Juliette : Oh, je bosse ! Je me donne du mal pour écrire des chansons. Il y a des choses qui viennent toutes seules, d'autres qu'on malaxe beaucoup. Ce qui est plus difficile, ce n'est pas tant l'écriture en soi, mais avoir une idée qui tient la route... C'est pourquoi je m'inspire souvent de choses déjà écrites, comme Il s'est passé quelque chose, qui vient d'une nouvelle de Dino Buzzati. Là, le scénario est déjà écrit, c'est comme un remake. En fait, on n'invente jamais rien, toutes les histoires ont déjà été racontées depuis toujours. La question est de savoir où on va poser sa caméra, comment on va disposer les acteurs.
Vous écrivez à la main ou à l'ordinateur ?
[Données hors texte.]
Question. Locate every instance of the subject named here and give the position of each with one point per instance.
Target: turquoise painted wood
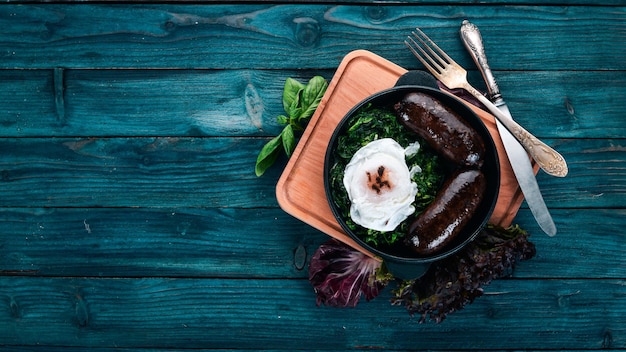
(131, 218)
(296, 36)
(105, 103)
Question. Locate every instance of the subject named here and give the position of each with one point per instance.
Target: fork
(452, 75)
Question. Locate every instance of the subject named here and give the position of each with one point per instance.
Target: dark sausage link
(443, 129)
(450, 211)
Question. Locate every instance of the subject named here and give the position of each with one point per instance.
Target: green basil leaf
(282, 119)
(312, 95)
(295, 110)
(267, 155)
(291, 93)
(289, 140)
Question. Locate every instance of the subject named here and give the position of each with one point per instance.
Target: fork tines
(425, 46)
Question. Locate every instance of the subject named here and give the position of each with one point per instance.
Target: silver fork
(452, 75)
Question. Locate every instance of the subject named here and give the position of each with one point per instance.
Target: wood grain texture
(246, 314)
(106, 103)
(294, 36)
(259, 243)
(219, 172)
(175, 242)
(131, 218)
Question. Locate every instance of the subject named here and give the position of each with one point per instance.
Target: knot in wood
(307, 31)
(375, 13)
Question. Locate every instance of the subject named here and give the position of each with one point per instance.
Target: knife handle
(474, 43)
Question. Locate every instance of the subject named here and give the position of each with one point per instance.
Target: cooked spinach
(369, 124)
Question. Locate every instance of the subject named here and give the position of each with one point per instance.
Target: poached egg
(378, 182)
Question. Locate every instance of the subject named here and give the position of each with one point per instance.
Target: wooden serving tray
(300, 189)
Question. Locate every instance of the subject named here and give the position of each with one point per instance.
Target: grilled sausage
(443, 129)
(450, 211)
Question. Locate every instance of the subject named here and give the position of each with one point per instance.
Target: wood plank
(281, 314)
(176, 242)
(219, 172)
(260, 243)
(110, 103)
(27, 102)
(178, 36)
(372, 6)
(132, 172)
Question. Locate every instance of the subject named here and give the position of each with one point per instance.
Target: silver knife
(520, 162)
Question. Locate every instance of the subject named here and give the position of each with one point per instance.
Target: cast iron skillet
(403, 263)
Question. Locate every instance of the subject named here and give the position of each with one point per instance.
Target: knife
(518, 157)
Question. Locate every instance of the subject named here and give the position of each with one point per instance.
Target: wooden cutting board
(300, 189)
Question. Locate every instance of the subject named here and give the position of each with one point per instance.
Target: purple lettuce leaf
(340, 275)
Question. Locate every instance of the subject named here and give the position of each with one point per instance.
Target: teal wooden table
(131, 216)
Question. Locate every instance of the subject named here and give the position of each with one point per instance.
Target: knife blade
(520, 162)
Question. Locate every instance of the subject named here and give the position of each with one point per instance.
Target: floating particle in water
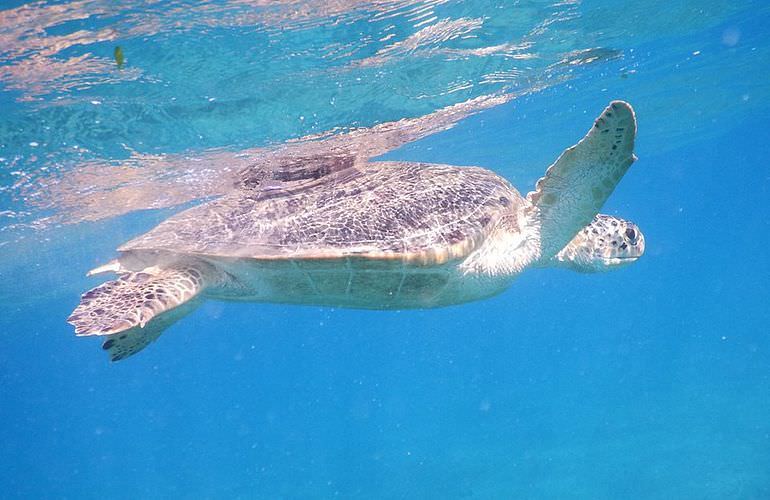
(731, 37)
(119, 57)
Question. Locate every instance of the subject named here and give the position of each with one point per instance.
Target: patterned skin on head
(606, 244)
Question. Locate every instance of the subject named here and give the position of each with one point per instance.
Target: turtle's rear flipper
(131, 301)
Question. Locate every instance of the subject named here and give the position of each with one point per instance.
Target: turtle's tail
(122, 309)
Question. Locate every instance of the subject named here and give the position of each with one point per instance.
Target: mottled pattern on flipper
(121, 345)
(576, 186)
(135, 298)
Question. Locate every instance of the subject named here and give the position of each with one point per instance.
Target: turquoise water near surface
(648, 382)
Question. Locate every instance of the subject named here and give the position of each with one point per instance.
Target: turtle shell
(414, 212)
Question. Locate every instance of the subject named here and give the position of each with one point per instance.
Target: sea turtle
(379, 235)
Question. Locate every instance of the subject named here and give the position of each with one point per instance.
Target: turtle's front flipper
(576, 186)
(131, 301)
(129, 342)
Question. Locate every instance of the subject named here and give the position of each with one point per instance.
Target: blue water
(648, 382)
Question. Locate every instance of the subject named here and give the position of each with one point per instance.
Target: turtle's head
(606, 243)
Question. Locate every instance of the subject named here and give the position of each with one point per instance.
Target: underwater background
(649, 382)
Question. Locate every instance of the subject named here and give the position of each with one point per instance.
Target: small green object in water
(119, 58)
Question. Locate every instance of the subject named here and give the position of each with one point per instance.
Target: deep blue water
(648, 382)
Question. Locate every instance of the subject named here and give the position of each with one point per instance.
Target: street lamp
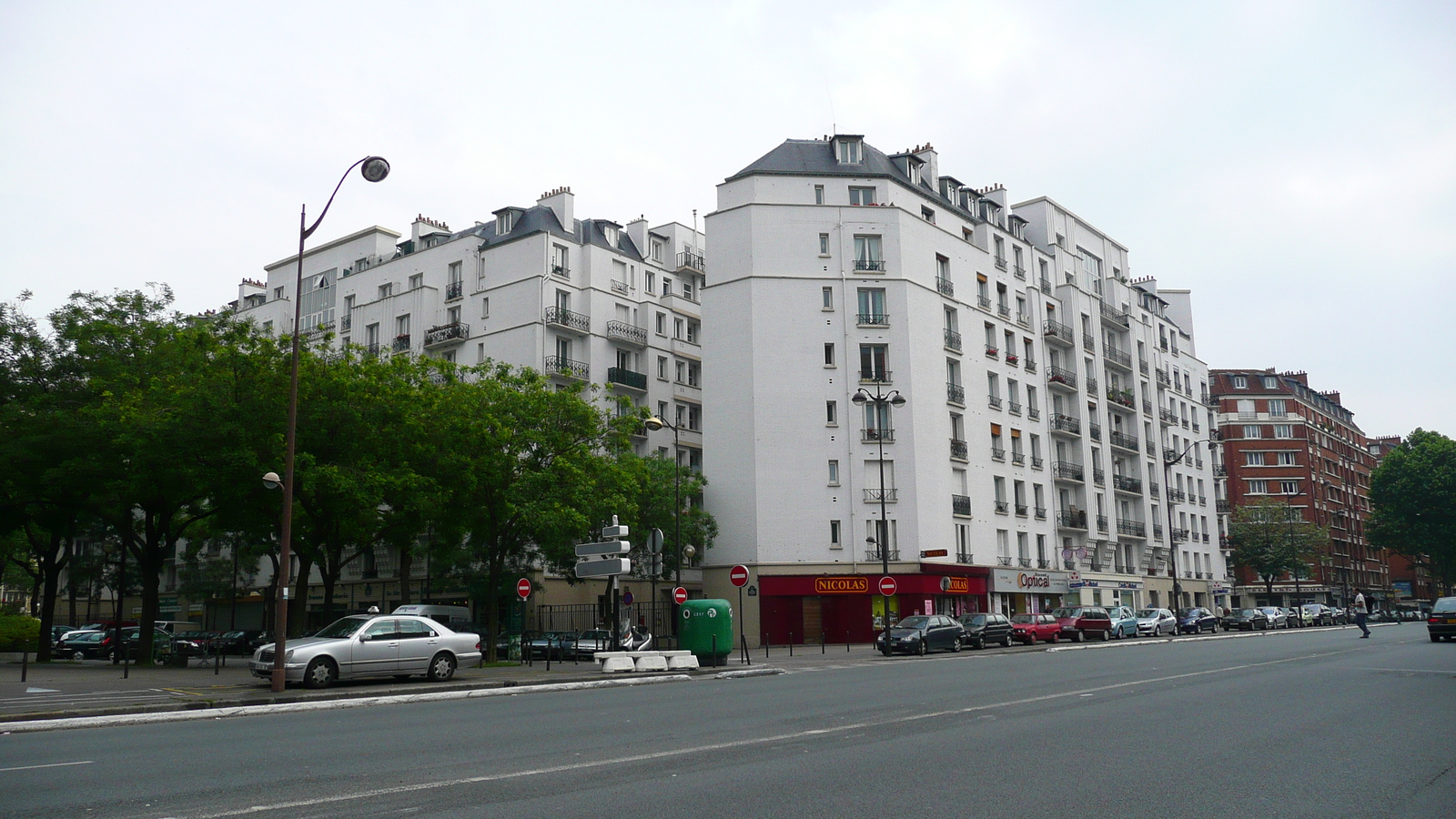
(373, 169)
(1172, 545)
(881, 401)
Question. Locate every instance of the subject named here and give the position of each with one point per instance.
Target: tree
(1273, 540)
(1412, 500)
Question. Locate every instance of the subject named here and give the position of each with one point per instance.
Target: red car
(1028, 629)
(1081, 622)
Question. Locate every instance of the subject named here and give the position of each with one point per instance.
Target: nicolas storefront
(842, 608)
(1026, 591)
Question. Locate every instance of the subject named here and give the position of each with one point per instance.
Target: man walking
(1360, 614)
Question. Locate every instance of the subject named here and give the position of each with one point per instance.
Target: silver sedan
(360, 646)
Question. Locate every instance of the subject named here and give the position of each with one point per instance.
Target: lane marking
(51, 765)
(730, 745)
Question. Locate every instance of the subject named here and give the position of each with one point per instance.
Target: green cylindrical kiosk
(703, 622)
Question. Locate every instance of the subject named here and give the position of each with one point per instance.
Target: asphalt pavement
(1303, 723)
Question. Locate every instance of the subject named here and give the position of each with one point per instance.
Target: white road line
(419, 787)
(51, 765)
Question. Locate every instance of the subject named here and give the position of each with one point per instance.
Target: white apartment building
(1026, 465)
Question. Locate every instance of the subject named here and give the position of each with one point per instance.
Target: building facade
(1283, 440)
(1045, 390)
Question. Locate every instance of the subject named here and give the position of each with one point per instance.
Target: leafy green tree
(1412, 500)
(1273, 540)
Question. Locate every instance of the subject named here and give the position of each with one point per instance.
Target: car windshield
(346, 627)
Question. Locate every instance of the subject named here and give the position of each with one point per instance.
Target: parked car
(1318, 614)
(987, 627)
(1441, 622)
(1081, 622)
(1155, 622)
(1125, 622)
(1249, 620)
(1028, 629)
(1198, 622)
(361, 646)
(922, 632)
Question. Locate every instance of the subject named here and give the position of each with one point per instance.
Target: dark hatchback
(982, 629)
(1198, 622)
(1441, 622)
(917, 634)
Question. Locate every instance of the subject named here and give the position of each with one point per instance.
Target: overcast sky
(1292, 164)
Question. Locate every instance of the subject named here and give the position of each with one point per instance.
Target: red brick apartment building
(1285, 440)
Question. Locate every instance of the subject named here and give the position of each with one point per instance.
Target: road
(1289, 724)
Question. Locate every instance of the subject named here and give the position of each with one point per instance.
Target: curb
(34, 726)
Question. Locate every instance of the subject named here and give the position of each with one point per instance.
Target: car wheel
(319, 673)
(441, 668)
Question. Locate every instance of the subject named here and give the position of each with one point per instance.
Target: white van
(444, 615)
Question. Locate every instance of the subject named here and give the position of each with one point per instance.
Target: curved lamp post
(373, 169)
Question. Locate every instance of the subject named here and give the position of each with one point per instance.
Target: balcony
(568, 368)
(960, 450)
(626, 378)
(1057, 331)
(623, 331)
(1067, 471)
(1067, 379)
(1123, 440)
(961, 506)
(444, 334)
(692, 259)
(561, 317)
(1067, 424)
(1125, 484)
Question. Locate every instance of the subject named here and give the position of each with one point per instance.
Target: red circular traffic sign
(739, 576)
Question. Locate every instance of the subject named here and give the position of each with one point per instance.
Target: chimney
(561, 203)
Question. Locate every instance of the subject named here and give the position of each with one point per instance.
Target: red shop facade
(839, 608)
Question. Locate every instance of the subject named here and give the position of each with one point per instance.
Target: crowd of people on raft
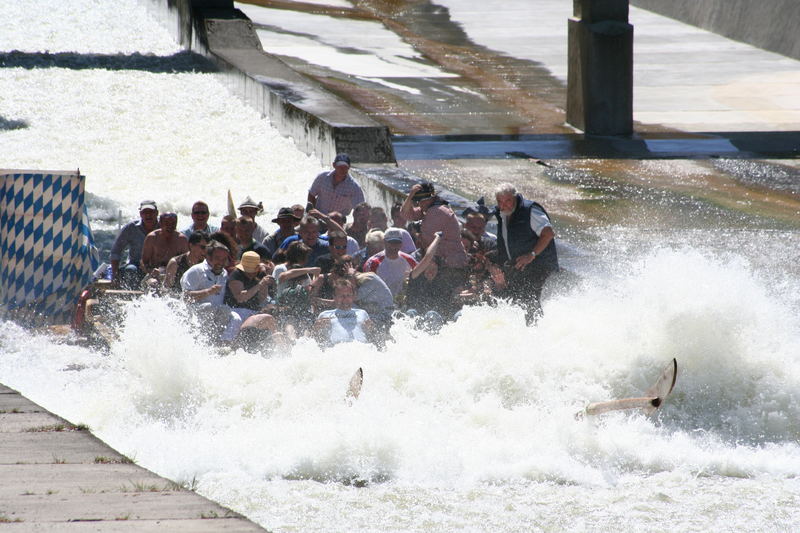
(338, 268)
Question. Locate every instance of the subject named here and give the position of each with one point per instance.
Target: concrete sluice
(469, 429)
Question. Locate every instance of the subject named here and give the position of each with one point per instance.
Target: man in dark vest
(526, 248)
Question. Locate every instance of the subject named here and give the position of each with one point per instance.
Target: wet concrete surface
(58, 477)
(479, 115)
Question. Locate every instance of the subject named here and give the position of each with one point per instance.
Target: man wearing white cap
(391, 265)
(131, 236)
(335, 190)
(204, 286)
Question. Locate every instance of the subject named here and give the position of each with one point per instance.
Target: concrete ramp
(319, 122)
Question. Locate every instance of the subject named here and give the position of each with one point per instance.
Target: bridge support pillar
(600, 75)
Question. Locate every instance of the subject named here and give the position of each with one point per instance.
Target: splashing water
(470, 429)
(475, 416)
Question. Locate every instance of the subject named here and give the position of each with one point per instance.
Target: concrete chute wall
(319, 122)
(769, 24)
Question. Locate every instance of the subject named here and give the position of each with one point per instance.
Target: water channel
(471, 429)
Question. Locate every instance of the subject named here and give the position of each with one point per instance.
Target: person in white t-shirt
(391, 265)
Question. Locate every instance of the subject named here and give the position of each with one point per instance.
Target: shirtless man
(163, 244)
(199, 220)
(178, 265)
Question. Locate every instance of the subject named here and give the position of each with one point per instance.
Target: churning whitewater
(471, 429)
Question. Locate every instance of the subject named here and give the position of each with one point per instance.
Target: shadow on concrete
(184, 61)
(11, 124)
(683, 145)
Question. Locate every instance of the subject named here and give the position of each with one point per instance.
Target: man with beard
(526, 248)
(335, 190)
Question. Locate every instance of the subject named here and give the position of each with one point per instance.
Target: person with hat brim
(249, 208)
(245, 226)
(132, 236)
(204, 290)
(200, 214)
(335, 190)
(390, 264)
(248, 286)
(286, 221)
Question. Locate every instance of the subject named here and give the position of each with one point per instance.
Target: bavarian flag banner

À la machine. Et à la main aussi parce que je joue tout le temps. J'avance systématiquement tout ensemble : la musique qui me donne une idée de texte, le texte, les arrangements... Souvent, je commence les musiques avec un faux texte. La Fantaisie héroïque est en alexandrins parce qu'au début la musique était calée sur la scène de l'aveu de Phèdre. Je m'étais dit que j'allais faire du Jean Racine avec du drum'n'bass, puis j'ai préféré ne pas être feignante et écrire un texte.
Beaucoup de vos chansons évoquent le passé, comme Une lettre oubliée, qui se passe pendant la Première Guerre mondiale. Un goût pour l'histoire ?
En fait, j'avais pensé, au début, à une période historique plus proche. Peut-être les camps de concentration. Mais il fallait qu'il se soit écoulé un long laps de temps avant que la fille, dans la chanson, ne relise la lettre et se demande qui l'a écrite. Je voulais parler de la mémoire, qui fonctionne de manière très sélective : elle a peut-être oublié cet amoureux parce qu'on oublie des choses très importantes, traumatisantes. J'ai été très touchée par les lettres des poilus, ces types de vingt ans qu'on envoyait à la guerre et qui allaient mourir.
Comment s'est fait le choix de Guillaume Depardieu pour chanter avec vous en duo sur cette chanson, Une lettre oubliée ?
Comme un casting de cinéma. Au départ, ce n'était pas un duo mais quand j'ai fait écouter la maquette de la chanson, tous mes proches m'ont dit qu'on ne comprenait pas la chanson si je chantais seule la voix du passé et celle du présent. Dès qu'on m'a suggéré de faire un duo, j'ai dit que je ne voulais pas le faire avec un chanteur. Même avec ceux que j'aime et qui ont des belles voix – comme Marc Lavoine –, il y a trop de connotations variées. Donc : un acteur. Mais toutes les voix très reconnaissables au cinéma sont celles d'hommes mûrs, et il fallait une voix assez jeune. J'ai pensé à Vincent Cassel mais, avec son personnage au cinéma, il est du genre à revenir de la guerre. Et puis sa nana ne l'oublie pas, sinon il lui file deux marrons ! (rires) Quand on m'a parlé de Guillaume Depardieu, il s'est imposé comme une évidence. Je le trouve très beau, c'est un impeccable comédien, hyper sensible. Et puis, il connaît bien une certaine lignée de la chanson, il a fréquenté Barbara, a écrit un titre pour elle. De lui, j'avais la même image que tout le monde : un enfant terrible vu à la télé, de temps en temps dans la rubrique des faits divers, un type très rock'n roll. Quand il est venu en studio, il s'est passé quelque chose d'incroyable. Il était tétanisé et, à sa première prise, tout le monde dans le studio était en larmes.